Lyric discussion by surferbeto 

Cover art for 6th Avenue Heartache lyrics by Wallflowers, The

Jacob Dylan has said that he was writing literally about a homeless musician who used to hang out on the steps across from his apartment on 6th Ave. In NYC. I'll take him at his word.

It has been suggested that the "black line" is a guitar strap over a man's shoulder and back. They both have one.

I took the line "I had my world strapped against my back" to mean that the author is either traveling and living out of a backpack himself, or else he is just starting out in life and has so few possessions that the guitar he carries feels like his everything. Maybe he himself is a busker trying to make a living with music.

The author identifies with this homeless guy because he also busks and plays some of the same songs. "Stood where he stands" seems to suggest that both have played music on the streets at times. The author is young and the homeless guy is much older. Either he's 50 years old, or maybe he's 50 years older than the author (= about 68yo?). The author seems to think that he could easily end up just like that homeless guy someday.

Maybe the homeless guy got shot in verse one. Maybe it was someone else but he was involved by happenstance and had to flee or something. This song has a clear narrative so It seems like verse one relates an incident that somehow leads to the homeless guy's sudden departure in the last verse. There's nothing too supernatural here - straightforward cause and effect seem to guide the events in this song.

I presume the homeless guy died. Homeless folks do not abandon their only possessions in the world for frivolous reasons. If he were still around then he'd come back for his stuff.

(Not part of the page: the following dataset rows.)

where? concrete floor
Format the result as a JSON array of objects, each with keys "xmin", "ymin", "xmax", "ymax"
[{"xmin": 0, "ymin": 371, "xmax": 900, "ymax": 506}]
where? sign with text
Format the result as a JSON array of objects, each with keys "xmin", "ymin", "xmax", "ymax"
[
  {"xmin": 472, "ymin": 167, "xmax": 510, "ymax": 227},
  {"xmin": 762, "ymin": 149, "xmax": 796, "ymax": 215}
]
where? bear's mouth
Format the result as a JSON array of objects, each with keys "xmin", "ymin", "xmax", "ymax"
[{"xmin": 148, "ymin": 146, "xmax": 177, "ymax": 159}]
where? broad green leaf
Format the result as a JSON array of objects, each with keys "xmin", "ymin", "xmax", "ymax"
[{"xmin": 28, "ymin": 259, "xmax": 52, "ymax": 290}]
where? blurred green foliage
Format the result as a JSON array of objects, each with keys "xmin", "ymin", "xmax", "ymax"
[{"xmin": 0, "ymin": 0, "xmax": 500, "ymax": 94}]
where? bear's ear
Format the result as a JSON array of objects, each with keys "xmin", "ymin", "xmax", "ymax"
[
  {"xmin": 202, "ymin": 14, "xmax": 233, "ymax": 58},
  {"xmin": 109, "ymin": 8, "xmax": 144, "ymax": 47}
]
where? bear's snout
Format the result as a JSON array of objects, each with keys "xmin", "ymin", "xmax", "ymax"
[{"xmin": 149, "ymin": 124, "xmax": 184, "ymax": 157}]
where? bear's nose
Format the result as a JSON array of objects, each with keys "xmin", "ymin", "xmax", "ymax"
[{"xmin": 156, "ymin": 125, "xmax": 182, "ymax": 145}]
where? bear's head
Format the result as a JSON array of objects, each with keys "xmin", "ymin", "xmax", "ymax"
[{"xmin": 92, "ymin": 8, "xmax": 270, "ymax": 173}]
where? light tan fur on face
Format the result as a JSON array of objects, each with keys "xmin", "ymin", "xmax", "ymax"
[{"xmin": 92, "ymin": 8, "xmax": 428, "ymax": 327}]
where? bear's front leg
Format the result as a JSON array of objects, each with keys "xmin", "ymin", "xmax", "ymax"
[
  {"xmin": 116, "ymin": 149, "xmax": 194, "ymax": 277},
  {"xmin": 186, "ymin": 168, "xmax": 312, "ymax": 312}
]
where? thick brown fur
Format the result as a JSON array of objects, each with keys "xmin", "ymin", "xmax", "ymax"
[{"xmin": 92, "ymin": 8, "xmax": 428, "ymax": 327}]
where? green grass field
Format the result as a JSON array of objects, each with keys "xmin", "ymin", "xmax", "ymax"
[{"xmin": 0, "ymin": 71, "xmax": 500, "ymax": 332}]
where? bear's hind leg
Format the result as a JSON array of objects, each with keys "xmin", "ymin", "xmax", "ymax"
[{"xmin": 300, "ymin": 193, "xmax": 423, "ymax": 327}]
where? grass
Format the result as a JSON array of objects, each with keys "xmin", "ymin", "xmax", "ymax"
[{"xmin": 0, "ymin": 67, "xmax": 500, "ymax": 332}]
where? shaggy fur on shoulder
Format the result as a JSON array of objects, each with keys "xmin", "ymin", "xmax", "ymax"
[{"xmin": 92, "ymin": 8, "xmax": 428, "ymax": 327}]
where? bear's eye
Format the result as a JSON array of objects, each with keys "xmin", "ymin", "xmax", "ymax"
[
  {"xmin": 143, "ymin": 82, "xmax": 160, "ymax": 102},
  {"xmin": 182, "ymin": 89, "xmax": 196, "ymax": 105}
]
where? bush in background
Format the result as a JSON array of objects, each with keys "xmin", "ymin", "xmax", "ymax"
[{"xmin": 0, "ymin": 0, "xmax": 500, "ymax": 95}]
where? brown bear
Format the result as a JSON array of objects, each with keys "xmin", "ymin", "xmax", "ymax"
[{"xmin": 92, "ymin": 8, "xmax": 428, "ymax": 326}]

The author clearly feels a connection to the homeless guy. This song reminds me of my relationship to one of the first homeless people I ever met, an apparently schizophrenic former academic guy who lived on the steeets of Berkeley. He disappeared abruptly one week and we learned that his body had been found floating in the cold, Rough ocean off of Point Reyes. He apparently went out to that beautiful wild place and just swam until he drowned. That's a gutsy, seriously poetic way to take your own life.

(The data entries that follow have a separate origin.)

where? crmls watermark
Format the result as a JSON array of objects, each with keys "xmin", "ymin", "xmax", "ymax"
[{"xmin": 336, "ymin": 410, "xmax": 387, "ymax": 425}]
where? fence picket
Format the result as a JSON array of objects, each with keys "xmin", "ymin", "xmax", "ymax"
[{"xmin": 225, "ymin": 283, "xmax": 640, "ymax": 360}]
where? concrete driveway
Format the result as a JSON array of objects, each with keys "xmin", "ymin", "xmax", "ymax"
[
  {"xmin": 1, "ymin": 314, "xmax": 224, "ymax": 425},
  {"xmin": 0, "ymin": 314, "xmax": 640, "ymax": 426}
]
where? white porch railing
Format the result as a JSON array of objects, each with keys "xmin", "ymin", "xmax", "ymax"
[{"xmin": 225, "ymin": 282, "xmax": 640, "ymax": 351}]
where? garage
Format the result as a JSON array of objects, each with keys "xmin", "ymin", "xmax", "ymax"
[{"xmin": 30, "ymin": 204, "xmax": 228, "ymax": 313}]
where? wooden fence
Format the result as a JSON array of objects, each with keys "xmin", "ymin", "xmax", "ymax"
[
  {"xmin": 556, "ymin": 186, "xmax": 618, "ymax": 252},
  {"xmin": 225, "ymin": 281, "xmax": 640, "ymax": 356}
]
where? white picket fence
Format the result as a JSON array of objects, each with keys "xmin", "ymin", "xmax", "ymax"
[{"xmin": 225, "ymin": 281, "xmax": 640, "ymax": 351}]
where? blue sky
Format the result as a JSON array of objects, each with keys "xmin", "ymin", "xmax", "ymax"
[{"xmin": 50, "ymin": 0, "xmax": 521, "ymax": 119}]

The last verse of this song often gets me all choked up because the lines about the frailty of our lives remind me of the homeless guy I knew. There is a strong sense of, "There but for the grace of God go I."

America is a tough place to make a living these days and it would only take a couple unlucky breaks for almost any of us to end up homeless on the streets and alone in our old age. It happens to people every day. There is a very real sense in which that homeless guy's music was helping to keep him alive. What is a man's life worth in the end? Maybe just a few unanswered questions and a small pile of stuff abandoned on a street corner.